The expansive diversity of immune repertoires renders the finding of the same sequence within two individuals and even within separate samples of the same organism highly unlikely. This imposes limitations to the direct comparison of sequences and led to the adoption of sequence independent measures.

CDR3 length distribution

CDR3 length distribution comparisons serve as a popular tool in immuno-diagnostics, because it is sequence independent and therefore less sensitive to mutations and sequencing errors. Shifted or skewed CDR3 length distributions have been associated to clinical outcome for various auto-immune diseases and cancer.

Gene usage

During V(D)J recombination, variable (V), joining (J) and sometimes diversity (D) gene segments are rearranged in a nearly random fashion.

Statistical analysis of the gene usage amongst various immunological statuses, has shown a preferential use of particular V/J genes with specific immune responses, this way assisting immunodiagnostics and patient stratification.

CDR3 amino acid composition

Due to the fact that the CDR3 determines to a large extend the specificity and binding strength to an antigen, the information captured in this particular region is crucial to accurately characterize immune responses. Statistical analysis of the CDR3 amino acid composition can yield valuable information about onging immiune response.
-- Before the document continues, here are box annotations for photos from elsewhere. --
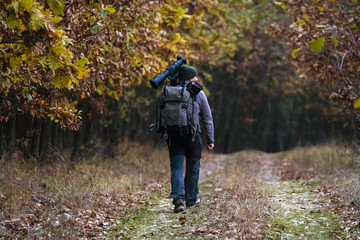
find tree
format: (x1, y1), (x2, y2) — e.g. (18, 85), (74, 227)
(271, 0), (360, 119)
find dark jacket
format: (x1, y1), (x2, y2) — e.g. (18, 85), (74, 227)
(193, 91), (215, 144)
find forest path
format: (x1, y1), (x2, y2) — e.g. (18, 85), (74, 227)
(107, 153), (360, 240)
(259, 154), (360, 240)
(106, 154), (228, 239)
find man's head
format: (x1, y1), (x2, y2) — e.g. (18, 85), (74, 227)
(179, 65), (197, 81)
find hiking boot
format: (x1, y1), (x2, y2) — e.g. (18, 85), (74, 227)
(186, 197), (202, 208)
(174, 198), (185, 213)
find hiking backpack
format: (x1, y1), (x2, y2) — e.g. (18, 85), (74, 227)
(156, 85), (197, 137)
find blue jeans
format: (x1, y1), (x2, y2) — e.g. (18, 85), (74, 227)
(168, 133), (202, 206)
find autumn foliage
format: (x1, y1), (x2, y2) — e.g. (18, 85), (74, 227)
(270, 0), (360, 118)
(0, 0), (253, 130)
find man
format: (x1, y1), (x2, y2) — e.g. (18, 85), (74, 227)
(167, 65), (215, 213)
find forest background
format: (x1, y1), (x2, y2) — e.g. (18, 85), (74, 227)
(0, 0), (360, 161)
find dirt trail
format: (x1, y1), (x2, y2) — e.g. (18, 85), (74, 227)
(111, 153), (360, 240)
(111, 154), (227, 239)
(259, 154), (360, 240)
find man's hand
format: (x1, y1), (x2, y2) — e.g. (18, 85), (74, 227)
(208, 143), (215, 150)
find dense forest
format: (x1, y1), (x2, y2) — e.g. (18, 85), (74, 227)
(0, 0), (360, 160)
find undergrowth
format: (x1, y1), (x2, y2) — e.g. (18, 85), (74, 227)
(0, 143), (168, 239)
(279, 144), (360, 208)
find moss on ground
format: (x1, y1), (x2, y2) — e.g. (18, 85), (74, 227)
(108, 181), (218, 239)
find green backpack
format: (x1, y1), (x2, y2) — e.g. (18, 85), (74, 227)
(156, 85), (197, 137)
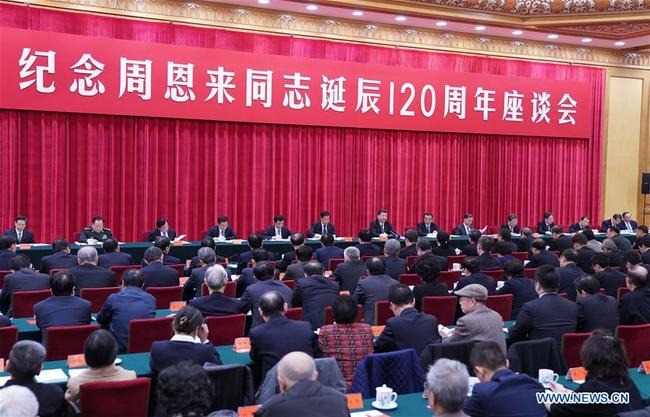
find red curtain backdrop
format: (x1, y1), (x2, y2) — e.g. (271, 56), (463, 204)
(0, 4), (604, 241)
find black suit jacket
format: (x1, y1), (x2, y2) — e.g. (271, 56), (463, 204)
(375, 308), (442, 356)
(291, 275), (340, 330)
(3, 228), (35, 244)
(576, 294), (618, 333)
(509, 293), (578, 344)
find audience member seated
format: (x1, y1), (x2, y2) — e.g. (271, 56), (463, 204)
(545, 331), (643, 417)
(97, 269), (156, 353)
(375, 284), (441, 356)
(353, 255), (398, 325)
(526, 239), (560, 268)
(241, 262), (293, 329)
(255, 352), (350, 417)
(575, 276), (618, 333)
(0, 340), (68, 417)
(438, 284), (506, 354)
(318, 296), (374, 384)
(149, 306), (221, 376)
(70, 246), (117, 295)
(455, 256), (497, 295)
(34, 272), (91, 340)
(463, 341), (546, 417)
(291, 258), (340, 330)
(413, 257), (449, 311)
(97, 239), (133, 269)
(140, 246), (180, 288)
(0, 254), (50, 316)
(509, 265), (577, 346)
(496, 259), (537, 319)
(384, 239), (406, 281)
(591, 253), (625, 298)
(424, 358), (469, 417)
(249, 291), (321, 380)
(189, 265), (242, 317)
(65, 330), (137, 403)
(41, 239), (77, 274)
(618, 266), (650, 326)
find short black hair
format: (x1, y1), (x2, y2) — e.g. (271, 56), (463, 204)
(84, 329), (119, 368)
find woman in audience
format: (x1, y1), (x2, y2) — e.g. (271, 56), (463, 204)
(546, 330), (643, 417)
(149, 306), (221, 375)
(65, 330), (136, 403)
(318, 296), (373, 385)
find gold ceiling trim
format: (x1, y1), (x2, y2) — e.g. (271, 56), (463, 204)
(5, 0), (650, 69)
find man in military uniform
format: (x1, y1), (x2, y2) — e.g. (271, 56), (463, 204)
(79, 216), (113, 243)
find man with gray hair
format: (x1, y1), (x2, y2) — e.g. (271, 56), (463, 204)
(70, 246), (117, 295)
(189, 264), (243, 317)
(0, 340), (68, 417)
(334, 246), (368, 293)
(255, 352), (350, 417)
(384, 239), (406, 281)
(425, 359), (469, 417)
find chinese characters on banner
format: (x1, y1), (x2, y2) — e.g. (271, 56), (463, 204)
(0, 28), (592, 138)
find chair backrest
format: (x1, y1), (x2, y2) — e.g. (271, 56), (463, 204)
(422, 295), (458, 326)
(0, 326), (18, 362)
(79, 378), (151, 417)
(616, 324), (650, 368)
(205, 314), (246, 346)
(399, 274), (422, 285)
(375, 300), (395, 326)
(485, 294), (512, 321)
(80, 287), (120, 313)
(45, 324), (99, 361)
(11, 290), (52, 318)
(147, 285), (183, 309)
(127, 317), (174, 353)
(562, 332), (591, 368)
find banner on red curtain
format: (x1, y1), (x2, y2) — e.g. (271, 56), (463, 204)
(0, 28), (592, 138)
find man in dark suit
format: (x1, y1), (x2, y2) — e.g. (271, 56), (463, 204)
(291, 261), (340, 330)
(98, 239), (134, 269)
(314, 235), (343, 269)
(140, 246), (179, 289)
(548, 226), (573, 252)
(509, 265), (578, 344)
(357, 229), (381, 257)
(369, 209), (399, 239)
(618, 266), (650, 326)
(70, 246), (117, 295)
(249, 290), (322, 380)
(384, 239), (406, 281)
(4, 216), (35, 244)
(205, 216), (237, 240)
(375, 284), (442, 356)
(34, 272), (90, 340)
(537, 211), (555, 235)
(418, 212), (438, 236)
(189, 265), (242, 317)
(264, 215), (291, 239)
(526, 239), (560, 268)
(352, 257), (398, 325)
(334, 246), (368, 294)
(576, 276), (618, 334)
(147, 218), (176, 242)
(0, 254), (50, 316)
(241, 262), (293, 329)
(97, 269), (156, 353)
(591, 253), (626, 298)
(569, 216), (589, 233)
(40, 239), (77, 274)
(307, 210), (336, 237)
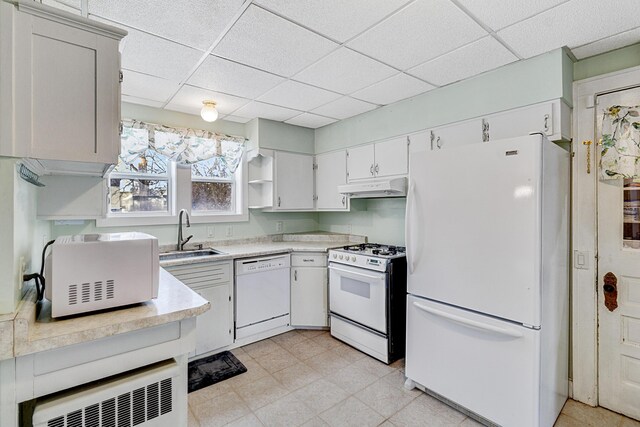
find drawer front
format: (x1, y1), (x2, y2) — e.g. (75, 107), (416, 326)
(291, 253), (327, 267)
(405, 295), (540, 427)
(165, 262), (231, 288)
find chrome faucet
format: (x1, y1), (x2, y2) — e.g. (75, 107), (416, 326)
(178, 209), (193, 251)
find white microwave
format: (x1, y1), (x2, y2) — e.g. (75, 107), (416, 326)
(44, 232), (160, 317)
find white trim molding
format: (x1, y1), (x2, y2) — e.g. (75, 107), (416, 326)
(571, 67), (640, 406)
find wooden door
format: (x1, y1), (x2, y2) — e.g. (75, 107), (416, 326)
(595, 88), (640, 419)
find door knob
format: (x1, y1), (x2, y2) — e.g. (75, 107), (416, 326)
(602, 272), (618, 311)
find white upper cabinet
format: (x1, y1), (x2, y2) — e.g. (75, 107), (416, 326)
(429, 99), (571, 150)
(316, 150), (349, 211)
(347, 136), (409, 182)
(0, 2), (126, 172)
(273, 151), (314, 210)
For example, an enrichment in the CDR3 region for amino acids with certain physicochemical properties (e.g. hydrophobicity, charge or polarity) can indicate functional selection as a response to antigenic exposure.

B-cell lineage

Upon activation, B cells can heavily mutate and, as a result, form groups of clonally-related cells. In the search for therapeutic antibodies, it is of great interest to investigate the clonal ‘space’ surrounding the antibody of interest, as it increases the ability to identify antibodies with the optimal therapeutic properties. Moreover, it allows researchers to extrapolate external data (e.g. wet-lab measurements such as affinity) from known therapeutics to B cells in the same lineage. Lastly, by investigating clonally related sequences, we can track B cell lineages up until the level of an unmutated common ancestor, providing novel treatment strategies for rapidly evolving viral pathogens such as influenza and HIV.

Public clones

Public clones are TCR or BCR sequences that are shared between different individuals and indicate a common response to the same antigen. T cells identified as “public” in a population known to have been exposed to the same pathogen, have the potential to be used to diagnose pathogenic exposure in the general population.

T-cell clustering

T cell clustering is the based on the idea that receptors that are more alike in terms of CDR3 sequence and structure, have a higher probability of sharing epitope specificity. Using structural TCR data, conserved motifs and CDR3 sequence similarity, we can learn to predict, from sequence, whether two receptors are likely to share specificity for the same epitope. Rather than tracking the expansion and contraction of individual clones, cluster-based analyses can track changes in the immune repertoire on a functional level, facilitating cross-patient analysis.

Generation probabilities

The generation probability of a receptor is the probability of a specific (VDJ) rearrangement to be generated by chance. The number of possible receptor rearrangements is tremendous, but large-scale analysis of receptor sequence data has shown that the process is biased towards the production of a limited pool of conformations. By learning the statistical properties of this process, one can predict the probability of a particular receptor sequence being generated. This information can be used to support the fact that an observed clonal expansion is likely to be in response to antigenic exposure, rather than random gene-rearrangement.